The suspect underwent surgery for gunshot wounds at Bellevue Hospital.
Saipov reportedly lived in Paterson, New Jersey, a one-time industrial hub about 25 miles (40 km) northwest of lower Manhattan.
TRUMP: 'SEND HIM TO GITMO'
U.S. Senator Lindsey Graham urged authorities to treat Saipov as an enemy combatant, a move that would allow investigators to question the man without him having a lawyer present.
U.S. President Donald Trump said he would be open to transferring Saipov to the military prison at Guantanamo Bay, Cuba, where other suspects including alleged Sept. 11 plotters are held.
"Send him to Gitmo. I would certainly consider that," Trump told reporters. "We also have to come up with punishment that's far quicker and far greater than the punishment these animals are getting right now."
New York State Governor Andrew Cuomo said that Saipov had been radicalized while living in the United States.
The majority of the 18 Islamic State-inspired attacks carried out in the United States since September 2014 were the work of attackers who developed radical views while living in the United States, said Alexander Meleagrou-Hitchens, research director at George Washington University's Program on Extremism.
ARGENTINE FRIENDS AMONG DEAD
Six victims were pronounced dead at the scene and two more at a nearby hospital, Police Commissioner James O'Neill said.
Five of the dead were Argentine tourists, visiting New York as part of a group of friends celebrating the 30th anniversary of their high school graduation, the government there said. Belgium's foreign minister said a Belgian citizen was also among those killed.
New York City Mayor Bill de Blasio said police will be out in force to protect the city's marathon on Sunday, one of the world's top road races, which draws some 51,000 runners and 2.5 million spectators from around the globe.
Uzbekistan's President Shavkat Mirziyoyev said his government would do all it could to help investigate the "extremely brutal" attack. The predominantly Muslim Central Asian country was once part of the former Soviet Union.
Last week an Uzbekistan citizen living in Brooklyn was sentenced to 15 years in prison for conspiring to support Islamic State.
Saipov had not been the subject of any U.S. investigation, Miller said.
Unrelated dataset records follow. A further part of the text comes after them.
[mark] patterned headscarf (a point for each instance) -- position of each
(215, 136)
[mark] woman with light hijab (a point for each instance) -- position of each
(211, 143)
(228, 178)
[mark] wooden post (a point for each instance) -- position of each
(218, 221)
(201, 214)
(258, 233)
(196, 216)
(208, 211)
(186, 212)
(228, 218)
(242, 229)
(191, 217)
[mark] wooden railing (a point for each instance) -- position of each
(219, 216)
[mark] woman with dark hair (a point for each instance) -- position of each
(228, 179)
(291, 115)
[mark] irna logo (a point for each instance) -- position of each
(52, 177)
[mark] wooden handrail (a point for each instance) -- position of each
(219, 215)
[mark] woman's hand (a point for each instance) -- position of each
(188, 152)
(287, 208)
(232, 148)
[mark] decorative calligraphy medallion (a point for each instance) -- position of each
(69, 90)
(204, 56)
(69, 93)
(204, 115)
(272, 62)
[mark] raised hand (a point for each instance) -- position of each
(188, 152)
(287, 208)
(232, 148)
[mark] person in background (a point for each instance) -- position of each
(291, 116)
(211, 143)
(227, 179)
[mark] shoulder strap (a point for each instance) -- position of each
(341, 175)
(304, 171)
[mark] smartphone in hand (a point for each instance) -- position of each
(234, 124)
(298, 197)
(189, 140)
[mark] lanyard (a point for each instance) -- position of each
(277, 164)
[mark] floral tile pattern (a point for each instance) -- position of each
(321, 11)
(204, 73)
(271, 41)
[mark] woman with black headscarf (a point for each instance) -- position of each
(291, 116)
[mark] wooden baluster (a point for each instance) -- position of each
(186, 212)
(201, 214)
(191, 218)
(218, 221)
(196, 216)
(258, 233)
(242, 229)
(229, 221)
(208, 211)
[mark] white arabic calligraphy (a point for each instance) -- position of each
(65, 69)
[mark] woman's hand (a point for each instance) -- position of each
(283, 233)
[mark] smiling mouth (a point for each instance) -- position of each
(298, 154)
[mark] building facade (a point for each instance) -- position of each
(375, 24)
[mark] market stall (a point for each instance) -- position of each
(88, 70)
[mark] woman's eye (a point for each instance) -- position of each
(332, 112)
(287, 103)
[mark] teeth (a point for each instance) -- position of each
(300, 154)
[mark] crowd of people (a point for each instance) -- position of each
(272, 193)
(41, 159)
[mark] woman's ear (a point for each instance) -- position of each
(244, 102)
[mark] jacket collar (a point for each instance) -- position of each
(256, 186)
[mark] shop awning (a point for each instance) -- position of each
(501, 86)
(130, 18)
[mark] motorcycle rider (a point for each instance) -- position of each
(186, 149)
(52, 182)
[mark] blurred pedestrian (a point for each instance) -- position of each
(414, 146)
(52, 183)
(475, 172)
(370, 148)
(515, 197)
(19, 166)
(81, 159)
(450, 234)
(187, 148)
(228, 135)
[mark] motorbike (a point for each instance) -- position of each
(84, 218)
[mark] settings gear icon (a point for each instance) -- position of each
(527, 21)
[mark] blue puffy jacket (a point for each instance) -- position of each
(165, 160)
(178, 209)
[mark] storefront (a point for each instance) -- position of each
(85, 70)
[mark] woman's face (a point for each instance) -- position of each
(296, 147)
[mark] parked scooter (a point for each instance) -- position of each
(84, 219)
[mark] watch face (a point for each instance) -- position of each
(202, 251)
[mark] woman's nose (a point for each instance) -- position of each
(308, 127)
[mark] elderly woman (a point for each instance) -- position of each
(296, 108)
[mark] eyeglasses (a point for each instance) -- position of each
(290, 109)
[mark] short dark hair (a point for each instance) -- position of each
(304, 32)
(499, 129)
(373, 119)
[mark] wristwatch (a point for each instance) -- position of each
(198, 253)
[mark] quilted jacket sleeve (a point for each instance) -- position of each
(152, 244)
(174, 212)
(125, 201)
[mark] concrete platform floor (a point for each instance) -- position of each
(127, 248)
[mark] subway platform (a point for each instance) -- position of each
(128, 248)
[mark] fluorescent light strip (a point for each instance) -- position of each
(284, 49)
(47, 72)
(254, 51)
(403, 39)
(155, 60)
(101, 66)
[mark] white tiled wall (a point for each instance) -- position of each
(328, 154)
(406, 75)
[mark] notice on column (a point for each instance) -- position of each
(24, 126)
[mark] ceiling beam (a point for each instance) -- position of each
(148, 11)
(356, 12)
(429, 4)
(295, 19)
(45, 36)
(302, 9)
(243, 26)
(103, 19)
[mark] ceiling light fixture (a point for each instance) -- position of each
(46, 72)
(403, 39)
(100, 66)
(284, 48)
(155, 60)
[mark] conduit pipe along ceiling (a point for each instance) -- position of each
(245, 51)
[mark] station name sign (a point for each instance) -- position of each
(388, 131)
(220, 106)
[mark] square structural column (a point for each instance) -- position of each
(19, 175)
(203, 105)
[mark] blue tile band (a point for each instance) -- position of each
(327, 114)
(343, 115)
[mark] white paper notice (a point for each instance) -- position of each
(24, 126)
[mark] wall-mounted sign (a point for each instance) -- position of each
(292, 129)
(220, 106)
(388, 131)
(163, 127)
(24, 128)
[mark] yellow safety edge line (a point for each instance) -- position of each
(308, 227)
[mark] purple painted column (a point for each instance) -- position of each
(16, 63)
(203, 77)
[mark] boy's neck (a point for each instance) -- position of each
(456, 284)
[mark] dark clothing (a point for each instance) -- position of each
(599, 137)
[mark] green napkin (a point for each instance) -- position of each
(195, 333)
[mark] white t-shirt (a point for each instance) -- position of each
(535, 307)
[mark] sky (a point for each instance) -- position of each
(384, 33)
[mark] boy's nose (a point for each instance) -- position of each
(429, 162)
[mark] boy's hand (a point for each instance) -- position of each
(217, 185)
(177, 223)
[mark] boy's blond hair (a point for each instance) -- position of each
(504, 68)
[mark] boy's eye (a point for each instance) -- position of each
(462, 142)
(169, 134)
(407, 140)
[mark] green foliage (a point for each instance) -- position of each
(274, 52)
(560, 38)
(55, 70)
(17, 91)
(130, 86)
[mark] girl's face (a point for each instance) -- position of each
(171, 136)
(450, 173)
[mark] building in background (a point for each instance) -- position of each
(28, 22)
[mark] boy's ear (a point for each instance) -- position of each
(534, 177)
He had been in contact with a person who was the subject of a Federal Bureau of Investigation probe, a U.S. government source told Reuters on Wednesday.
Trump, who has pressed for a ban on travelers entering the United States from some predominantly Muslim countries, criticized the U.S. visa system, blaming Democrats including U.S. Senator Chuck Schumer of New York for the diversity visa system that admitted Saipov. He said he wanted a "merit based" immigration program.
"We do not want chain migration, where somebody like him ultimately will be allowed to bring in many, many members of his family," Trump told reporters.
Schumer shot back at Trump: "Instead of politicizing and dividing America, which he always seems to do at times of national tragedy, (Trump) should be bringing us together and focusing on the real solution, anti-terrorism funding, which he proposed to cut in his most recent budget," Schumer said on the Senate floor.